Os comandos funcionam bem e você não vai encontrar nenhum bug atrapalhando sua movimentação, seja no barco ou explorando as ilhas atrás de gente complicada para ajudar. O maior incômodo é o ajuste da câmera, que às vezes abre um zoom desnecessário ou não enquadra adequadamente, escondendo partes dos balões de texto. Fora isso, tudo funciona corretamente e existem muitas configurações, evoluções, variações e mini-games para se divertir enquanto constrói sua história como uma barqueira carismática, diferente do anterior.

Se fosse para opinar em melhorias, seria bom ter mais configurações da personagem Stella, nem que fosse somente alteração de cores, ou contagem de dias, e se possível, que a parte de tocar violão para as plantas fosse menor. Fora isso, podemos dizer que esta é mais uma obra-prima criada para impressionar e marcar as pessoas, com aventuras que fazem pensar e emocionar, servindo de analogia para como lidar com elas e superar as despedidas inevitáveis da vida.

Corra, salte duplamente, plane, converse, cozinhe, plante, toque uma música, colha, compre, venda, desafie raios, águas-vivas, dragões, decepções, mentiras sociais, funda metais, serre árvores, pesque, sorria, e no final, abrace. A vida atarefada de Stella mais parece uma punição, mas não passa de uma referência à nossa, para quem batalha, corre atrás, sofre, resolve problemas e se permite agradar e abraçar, com coragem e determinação, para fazer a diferença na vida de quem gostamos antes da inevitável despedida. Quem não se satisfez em vida consegue outra chance se o Spiritfarer fizer a diferença, para não se ficar preso no Limbo.

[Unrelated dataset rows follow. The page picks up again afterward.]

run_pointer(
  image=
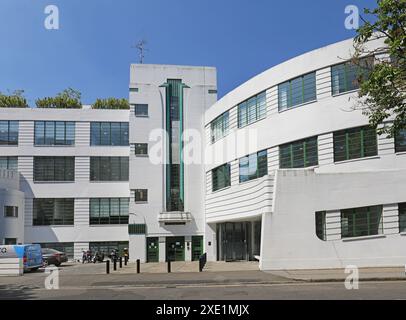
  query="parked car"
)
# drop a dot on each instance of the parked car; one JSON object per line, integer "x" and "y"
{"x": 52, "y": 256}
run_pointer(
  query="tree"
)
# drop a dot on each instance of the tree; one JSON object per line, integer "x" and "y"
{"x": 383, "y": 92}
{"x": 14, "y": 100}
{"x": 67, "y": 99}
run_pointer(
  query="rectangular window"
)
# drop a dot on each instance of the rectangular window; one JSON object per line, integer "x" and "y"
{"x": 221, "y": 177}
{"x": 141, "y": 110}
{"x": 48, "y": 212}
{"x": 54, "y": 133}
{"x": 400, "y": 141}
{"x": 66, "y": 247}
{"x": 108, "y": 168}
{"x": 361, "y": 222}
{"x": 297, "y": 91}
{"x": 11, "y": 212}
{"x": 8, "y": 133}
{"x": 321, "y": 225}
{"x": 402, "y": 217}
{"x": 254, "y": 166}
{"x": 109, "y": 134}
{"x": 141, "y": 195}
{"x": 9, "y": 163}
{"x": 355, "y": 143}
{"x": 107, "y": 247}
{"x": 109, "y": 210}
{"x": 345, "y": 76}
{"x": 219, "y": 127}
{"x": 54, "y": 169}
{"x": 141, "y": 149}
{"x": 299, "y": 154}
{"x": 252, "y": 110}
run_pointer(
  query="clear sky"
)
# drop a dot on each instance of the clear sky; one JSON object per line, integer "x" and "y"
{"x": 92, "y": 52}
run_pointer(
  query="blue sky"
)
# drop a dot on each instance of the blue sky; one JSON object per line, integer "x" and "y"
{"x": 92, "y": 50}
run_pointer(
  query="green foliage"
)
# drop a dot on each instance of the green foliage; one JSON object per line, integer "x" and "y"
{"x": 67, "y": 99}
{"x": 111, "y": 103}
{"x": 15, "y": 100}
{"x": 383, "y": 93}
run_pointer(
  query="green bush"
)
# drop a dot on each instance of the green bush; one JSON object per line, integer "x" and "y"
{"x": 67, "y": 99}
{"x": 111, "y": 103}
{"x": 15, "y": 100}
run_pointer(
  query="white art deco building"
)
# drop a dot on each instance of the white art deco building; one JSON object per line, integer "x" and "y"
{"x": 293, "y": 175}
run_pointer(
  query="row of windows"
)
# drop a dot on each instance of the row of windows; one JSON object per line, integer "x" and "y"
{"x": 348, "y": 144}
{"x": 360, "y": 222}
{"x": 293, "y": 93}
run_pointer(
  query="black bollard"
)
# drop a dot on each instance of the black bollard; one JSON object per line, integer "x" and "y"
{"x": 138, "y": 266}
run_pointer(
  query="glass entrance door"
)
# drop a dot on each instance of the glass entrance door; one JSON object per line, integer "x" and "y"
{"x": 175, "y": 248}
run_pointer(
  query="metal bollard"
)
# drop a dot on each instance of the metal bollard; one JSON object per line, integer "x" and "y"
{"x": 138, "y": 266}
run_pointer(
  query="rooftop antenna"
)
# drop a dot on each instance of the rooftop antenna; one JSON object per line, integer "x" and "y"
{"x": 141, "y": 48}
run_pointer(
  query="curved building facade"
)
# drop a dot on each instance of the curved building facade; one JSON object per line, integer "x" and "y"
{"x": 295, "y": 177}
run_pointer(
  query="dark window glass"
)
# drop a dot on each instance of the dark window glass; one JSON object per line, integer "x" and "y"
{"x": 221, "y": 177}
{"x": 109, "y": 169}
{"x": 9, "y": 163}
{"x": 141, "y": 195}
{"x": 402, "y": 217}
{"x": 299, "y": 154}
{"x": 54, "y": 169}
{"x": 251, "y": 110}
{"x": 141, "y": 149}
{"x": 253, "y": 166}
{"x": 141, "y": 110}
{"x": 360, "y": 222}
{"x": 109, "y": 134}
{"x": 9, "y": 133}
{"x": 345, "y": 76}
{"x": 54, "y": 133}
{"x": 53, "y": 212}
{"x": 321, "y": 225}
{"x": 400, "y": 141}
{"x": 109, "y": 210}
{"x": 297, "y": 91}
{"x": 355, "y": 143}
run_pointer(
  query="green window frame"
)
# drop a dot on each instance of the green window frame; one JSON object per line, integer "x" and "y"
{"x": 361, "y": 222}
{"x": 49, "y": 211}
{"x": 402, "y": 217}
{"x": 400, "y": 141}
{"x": 109, "y": 134}
{"x": 9, "y": 133}
{"x": 345, "y": 76}
{"x": 221, "y": 177}
{"x": 220, "y": 127}
{"x": 54, "y": 133}
{"x": 299, "y": 154}
{"x": 108, "y": 211}
{"x": 9, "y": 163}
{"x": 355, "y": 143}
{"x": 134, "y": 229}
{"x": 252, "y": 110}
{"x": 54, "y": 169}
{"x": 297, "y": 91}
{"x": 253, "y": 166}
{"x": 321, "y": 229}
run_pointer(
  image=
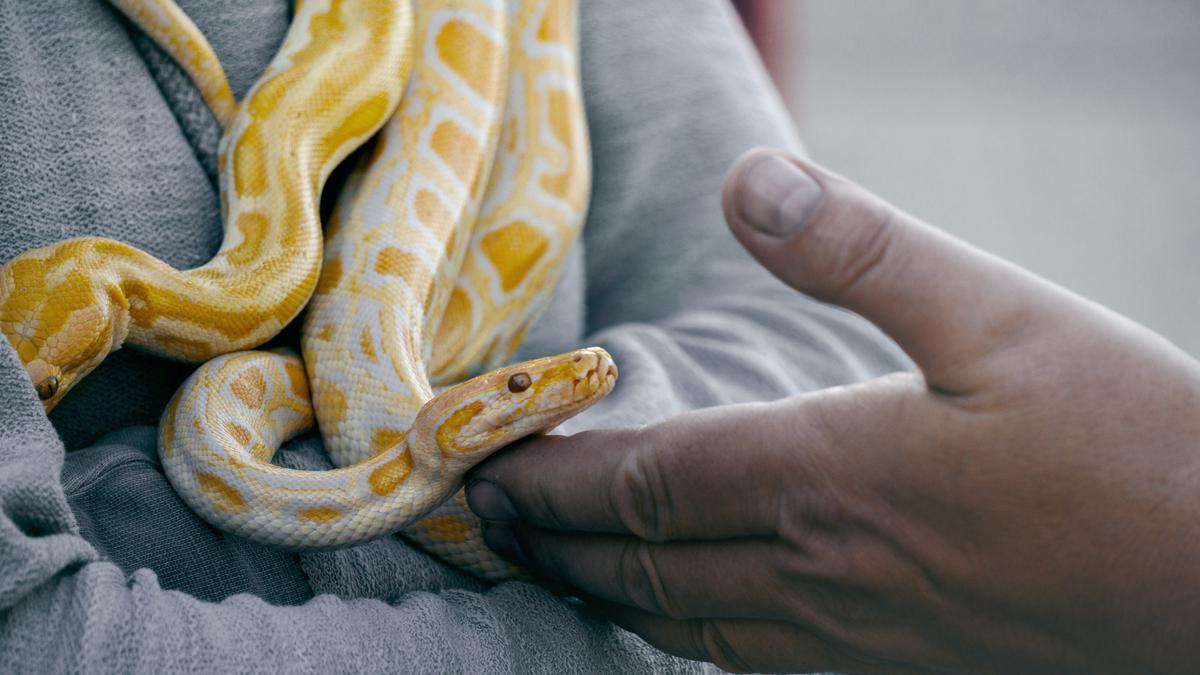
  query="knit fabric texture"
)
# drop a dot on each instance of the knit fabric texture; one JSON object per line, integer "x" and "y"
{"x": 103, "y": 569}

Claro que a intenção dos criadores não foi dar lição de moral ou pagar de coach da felicidade para quem acredita que o universo conspira ao seu favor, e sim, mostrar que existe todo tipo de gente. As imagens de animais facilitam a comunicação e reduzem o ruído no entendimento mais simples e óbvio possível, que já existia em uma antiga canção que diz: “todo mundo se machuca, todo mundo chora”.

O jogo foi testado no PC, em cópia cedida pela Thunder Lotus Games.